Malyshevsky, Ivan

Malyshevsky, Ivan [Малишевський, Іван; Malyševs'kij], b 25 July 1828 in Nehnevychi, Minsk gubernia in Belarus, d 23 January 1897 in Kyiv. Church historian. He studied at the Kyiv Theological Academy and was later a lecturer and professor (1861–97) of Russian church history there. A member of the Historical Society of Nestor the Chronicler, he published his research in the society’s Chteniia v Istoricheskom obshchestve Nestora-letopistsa, in the academy’s Trudy Kievskoi dukhovnoi akademii (TKDA), and in Kievskaia starina (KS).

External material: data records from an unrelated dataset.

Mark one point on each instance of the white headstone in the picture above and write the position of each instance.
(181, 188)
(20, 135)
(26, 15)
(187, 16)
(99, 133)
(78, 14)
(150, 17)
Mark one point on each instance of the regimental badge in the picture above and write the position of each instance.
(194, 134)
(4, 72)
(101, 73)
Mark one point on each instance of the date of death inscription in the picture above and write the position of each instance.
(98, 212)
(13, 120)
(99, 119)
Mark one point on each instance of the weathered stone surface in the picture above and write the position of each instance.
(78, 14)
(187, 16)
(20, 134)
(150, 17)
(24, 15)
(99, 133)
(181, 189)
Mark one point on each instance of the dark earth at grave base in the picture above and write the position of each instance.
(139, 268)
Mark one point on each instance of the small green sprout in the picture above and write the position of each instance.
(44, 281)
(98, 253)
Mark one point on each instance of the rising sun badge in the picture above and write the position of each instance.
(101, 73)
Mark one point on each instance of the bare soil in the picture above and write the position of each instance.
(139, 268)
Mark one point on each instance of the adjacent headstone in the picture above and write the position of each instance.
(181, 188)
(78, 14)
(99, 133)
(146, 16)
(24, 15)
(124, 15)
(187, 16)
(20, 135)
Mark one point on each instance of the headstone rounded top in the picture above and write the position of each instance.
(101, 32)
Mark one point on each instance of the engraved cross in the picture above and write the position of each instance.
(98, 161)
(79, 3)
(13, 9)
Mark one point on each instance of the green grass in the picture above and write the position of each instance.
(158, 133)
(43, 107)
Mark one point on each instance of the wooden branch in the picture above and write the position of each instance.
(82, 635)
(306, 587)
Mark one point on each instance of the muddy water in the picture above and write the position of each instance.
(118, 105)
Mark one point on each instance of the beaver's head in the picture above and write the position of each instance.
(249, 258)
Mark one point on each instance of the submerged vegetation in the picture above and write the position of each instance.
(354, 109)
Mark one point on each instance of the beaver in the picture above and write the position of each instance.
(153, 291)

His works in TKDA included studies on the relations of Kyivan Rus’ with the Roman church during the reign of Prince Volodymyr the Great (1863, no. 2), on the legend of Saint Andrew’s visit to Rus’ (1866, no. 6), on Jews in Southern Rus’ and Kyiv in the 10th to 12th centuries (1878), on the identity of the first metropolitan of Kyiv (1883, no. 10), on Kyiv church sobors (1884, no. 12), on Saint Cyril and Saint Methodius (1885), and on the Varangians in the initial history of Christianity in Kyiv (1887, no. 12); and in KS, on the ancestry of Princess Olha (1889, nos 7–8). His major works are monographs on Patriarch Meletios Pegas and his involvement in the Rus’ church (1872) and on western Rus’ and its defense of its faith and nationality (2 vols, 1897, 4 edns). He also wrote about Patriarch Jeremiah and Prince Kostiantyn Vasyl Ostrozky and an article on the history of the Kyiv Theological Academy (TKDA, 1869).